Still, she wasn’t dead. And she felt powerful—more powerful than she’d ever been.
Ray crossed her arms, glaring at her reflection in the cracked candy-glass window. “Fine. I’ll stick around. But don’t think for a second I trust any of you.”
Mezzo shrugged, surprisingly level. “Grand. Just don’t get yourself killed tryin’ to prove a point. Ain’t worth it.”
Ray scoffed but didn’t argue.
She stood tense, arms folded like steel. Mezzo tried again, a little softer this time.
“Like it or not, we’re stronger together, y’know. Safer in numbers.”
Ray’s lip curled. “Safer? Please. More people just means more ways to get stabbed in the back.”
Celeste gave her the gentlest smile, lifting a hand shyly. “Still… welcome. Truly.” She held it out, tentative.
Ray looked at the offered hand… then brushed past, shoulder-checking her. Celeste let her arm drop with a quiet sigh, ears flicking down.
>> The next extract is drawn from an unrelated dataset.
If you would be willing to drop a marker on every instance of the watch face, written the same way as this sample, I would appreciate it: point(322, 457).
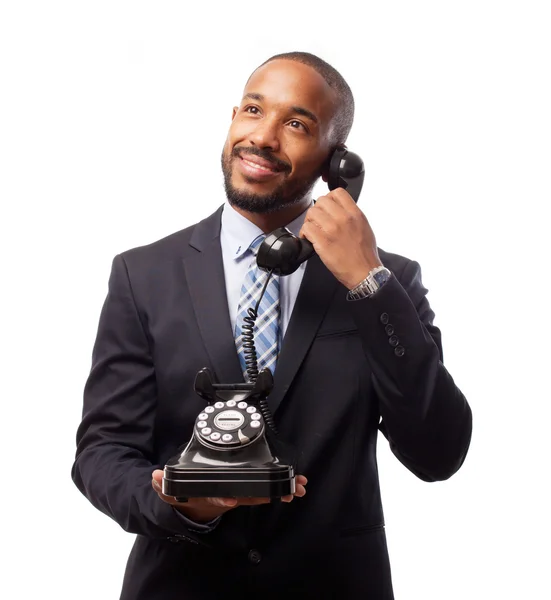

Arcade adjusted his cracked glasses, smirking faintly. “For what it’s worth, our next stop is the police station. If anyone still has answers—or weapons—it’ll be there. Unless you’d prefer wandering in circles until the candy eats you.”
Ray froze mid-step, ears twitching. Listening, even if she wouldn’t admit it.
Arcade tilted his head. “Also—you’re walking the wrong way.”
Ray snapped back, eyes flashing. “I knew that.”
Mezzo grinned wide. “Sure ye did, Daywalker.”
Her eyes glowed purple, voice sharp as a blade. “Say that again and I’ll pin your ears to your skull.”
Celeste quickly slid between them, both hands raised. “P-please, no fighting. Not when we’re all so tired.”
Ray rolled her eyes hard, but turned—this time stomping in the right direction.
Bonbon yawned from her nest of plushies, rubbing her eyes with tiny paws. Celeste’s expression softened instantly. She scooped the cub up, nestling her against her hip.
“Aw… somebody missed nap time,” she said warmly, almost singing it.
She looked to Mezzo. “Would you mind carrying Lumina for a bit? I’ve only got two arms.”
Mezzo threw up both paws. “Absolutely not. I don’t do babysittin’.”
Celeste frowned, a little wounded. “She’s not a baby…”
“Baby adjacent. Same thing.”
Lumina immediately stuck out her tongue. “You’re dumb.”
Mezzo staggered back dramatically. “Ach! She speaks! The little one’s roasted me alive!” He made a loud gagging noise, clutching his chest like he’d been mortally wounded.
Arcade muttered, rubbing his temples. “Yes. This circus act is definitely what’ll save Clawdiff.”
And yet… despite the bickering, the rolled eyes, the tired feet—
They kept walking.
Toward the police station.
Toward answers.
Or at least—the next chapter in their strange, glitching story.